Barnier, un conservateur nommé par le président Emmanuel Macron en septembre après des élections générales non concluantes, n’a pas de majorité au Parlement et vit sous la menace constante d’un vote de censure qui, en cas de succès, l’obligerait, lui et son équipe, à se retirer.
La clé d’un tel vote est Marine Le Pen, la leader parlementaire du Rassemblement national (RN) d’extrême droite, qui a exprimé son opposition à plusieurs aspects du plan budgétaire du gouvernement pour 2025, y compris le projet de financement de la sécurité sociale qui sera débattu au Parlement inférieur. -chambre de l’Assemblée nationale lundi après-midi.
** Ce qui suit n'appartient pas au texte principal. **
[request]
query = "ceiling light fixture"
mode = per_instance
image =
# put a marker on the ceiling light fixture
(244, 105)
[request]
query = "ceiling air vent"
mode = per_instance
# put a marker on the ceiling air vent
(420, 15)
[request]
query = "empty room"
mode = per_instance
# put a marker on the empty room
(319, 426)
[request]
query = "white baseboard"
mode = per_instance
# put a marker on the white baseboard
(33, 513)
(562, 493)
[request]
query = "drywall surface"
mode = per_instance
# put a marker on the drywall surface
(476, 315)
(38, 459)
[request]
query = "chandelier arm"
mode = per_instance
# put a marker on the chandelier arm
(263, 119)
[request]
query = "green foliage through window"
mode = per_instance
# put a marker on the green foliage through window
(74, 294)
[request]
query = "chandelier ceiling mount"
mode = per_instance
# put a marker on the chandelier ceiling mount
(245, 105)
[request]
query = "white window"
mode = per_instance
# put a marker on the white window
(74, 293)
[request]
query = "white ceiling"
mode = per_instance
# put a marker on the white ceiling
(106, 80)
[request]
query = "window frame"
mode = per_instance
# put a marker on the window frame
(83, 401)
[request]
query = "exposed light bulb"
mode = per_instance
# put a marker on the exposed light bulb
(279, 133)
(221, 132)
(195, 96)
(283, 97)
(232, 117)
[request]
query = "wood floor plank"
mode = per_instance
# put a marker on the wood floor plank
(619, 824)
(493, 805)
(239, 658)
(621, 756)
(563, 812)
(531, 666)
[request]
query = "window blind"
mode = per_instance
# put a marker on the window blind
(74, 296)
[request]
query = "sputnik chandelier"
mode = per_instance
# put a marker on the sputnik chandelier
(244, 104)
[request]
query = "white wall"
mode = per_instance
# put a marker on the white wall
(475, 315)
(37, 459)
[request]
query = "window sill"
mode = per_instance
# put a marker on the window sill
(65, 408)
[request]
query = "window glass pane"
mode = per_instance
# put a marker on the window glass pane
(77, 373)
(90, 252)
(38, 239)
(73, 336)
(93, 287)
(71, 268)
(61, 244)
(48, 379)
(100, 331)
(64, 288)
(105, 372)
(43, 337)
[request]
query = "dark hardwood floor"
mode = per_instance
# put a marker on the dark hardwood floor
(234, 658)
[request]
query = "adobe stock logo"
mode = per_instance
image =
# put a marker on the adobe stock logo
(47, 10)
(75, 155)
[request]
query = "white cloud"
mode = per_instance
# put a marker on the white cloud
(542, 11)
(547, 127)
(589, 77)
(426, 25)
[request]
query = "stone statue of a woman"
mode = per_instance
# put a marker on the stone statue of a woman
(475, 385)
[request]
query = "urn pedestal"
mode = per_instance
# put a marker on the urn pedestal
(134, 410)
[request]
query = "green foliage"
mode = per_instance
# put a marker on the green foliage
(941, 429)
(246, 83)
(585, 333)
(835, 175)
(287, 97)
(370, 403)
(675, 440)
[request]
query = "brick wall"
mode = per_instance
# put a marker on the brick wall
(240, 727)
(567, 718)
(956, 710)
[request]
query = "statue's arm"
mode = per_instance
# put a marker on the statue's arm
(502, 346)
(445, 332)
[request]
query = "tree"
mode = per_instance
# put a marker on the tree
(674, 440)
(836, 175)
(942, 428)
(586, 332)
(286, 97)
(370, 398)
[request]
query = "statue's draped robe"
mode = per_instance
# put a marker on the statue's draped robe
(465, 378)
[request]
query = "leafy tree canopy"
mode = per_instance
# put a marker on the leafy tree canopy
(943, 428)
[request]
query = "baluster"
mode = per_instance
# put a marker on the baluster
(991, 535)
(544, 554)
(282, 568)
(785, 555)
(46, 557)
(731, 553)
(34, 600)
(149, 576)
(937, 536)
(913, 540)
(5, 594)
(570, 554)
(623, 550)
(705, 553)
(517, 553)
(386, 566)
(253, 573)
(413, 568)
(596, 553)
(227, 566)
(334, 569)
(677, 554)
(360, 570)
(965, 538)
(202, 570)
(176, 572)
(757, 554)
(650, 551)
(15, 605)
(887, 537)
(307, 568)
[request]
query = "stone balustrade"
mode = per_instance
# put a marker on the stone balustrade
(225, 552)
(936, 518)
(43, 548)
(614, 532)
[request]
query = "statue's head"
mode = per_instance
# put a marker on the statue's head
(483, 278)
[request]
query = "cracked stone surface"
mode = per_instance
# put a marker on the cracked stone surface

Il s’agit notamment de réductions prévues des cotisations sociales des employeurs, d’une fin partielle de l’indexation des retraites sur l’inflation et d’une politique de remboursement des médicaments sur ordonnance moins généreuse.
Si Barnier ne parvient pas à trouver une majorité parlementaire soutenant ces mesures, il devrait utiliser les pouvoirs exécutifs pour les adopter sans vote, une procédure appelée « 49.3 » d’après l’article constitutionnel détaillant cette prérogative.
Une telle décision déclencherait cependant un vote de censure dans lequel il ne pourrait survivre que si le parti de Le Pen s’abstenait, Barnier ayant peu d’espoir de trouver un soutien à gauche du centre.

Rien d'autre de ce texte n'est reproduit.